AI governance without strategy is setting marketing teams up to fail
Marketing organizations are racing to adopt AI while simultaneously trying to contain it. About 76.6% of marketers now have AI policies in place, up from 55.3% just a year earlier, per the Association of National Advertisers’ January 2026 survey. Investment is also surging, with nearly 89% planning to increase AI spending, and two-thirds maintaining that investment even during an economic downturn.
Despite this appearance of control, more than half of marketers report feeling overwhelmed by the pace of AI change. Organizations are governing AI adoption without first planning for it, building guardrails around a road that has not been mapped. This is resulting in “governance theater” – the appearance of control without the substance of strategy.
The ANA data reveals a critical gap between governance activity and strategic execution. While 76.6% have established AI policies and 52.7% have formed cross-functional steering committees, nearly half of organizations lack formal AI planning horizons, and 71.6% haven’t established ROI targets for their AI investments. This lack of planning infrastructure is leading to a collection of restrictions without direction and boundaries without destinations.
Only 1.1% of organizations surveyed achieve both high measurement sophistication and high ROI expectations, indicating a systems failure. Organizations are deploying AI tools, establishing usage policies, and forming oversight committees, all while lacking the fundamental capability to connect investment to outcomes.
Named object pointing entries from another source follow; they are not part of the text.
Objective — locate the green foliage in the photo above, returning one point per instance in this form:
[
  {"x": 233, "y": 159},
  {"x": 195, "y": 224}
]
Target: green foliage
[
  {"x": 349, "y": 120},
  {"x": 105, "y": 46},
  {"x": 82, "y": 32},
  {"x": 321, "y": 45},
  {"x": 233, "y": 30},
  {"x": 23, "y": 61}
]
The investment-value disconnect is also a major issue. Marketing organizations are pouring resources into AI with remarkable conviction, but this confidence doesn’t seem to come from demonstrated strategic value. When asked about the primary value AI delivers, 60.9% of marketers point to time efficiency, and their near-term expectations cluster around tactical execution. This pattern should feel familiar to anyone who’s tracked martech adoption over the past decade, where organizations accumulate tools, pursue efficiencies, and wonder why utilization rates stagnate.
The ANA research identifies four behavioral segments within marketing organizations, with the largest group being strategic governors – marketers with 12+ years of experience who should be guiding AI adoption with wisdom earned from previous technology cycles. However, they exhibit the highest confidence in their organization’s AI journey, while also reporting being the most overwhelmed. This is a symptom of a larger issue, where confidence without strategic planning is just hope dressed in professional language.
To move forward, organizations need to reverse the sequence: planning before governance, strategy before scale. This involves establishing planning horizons, ROI targets, cross-functional planning, and measurement sophistication. The path forward isn’t mysterious, but it requires a fundamental shift in how organizations approach AI adoption.
By treating AI planning as the prerequisite to AI governance, organizations can build systems that drive value, rather than just accumulating tools. The question isn’t whether to invest in AI, but whether to invest strategically or speculatively, with planning or with hope. Policies can’t save an organization from a strategy it never developed, and it’s time for marketing teams to prioritize planning before governance.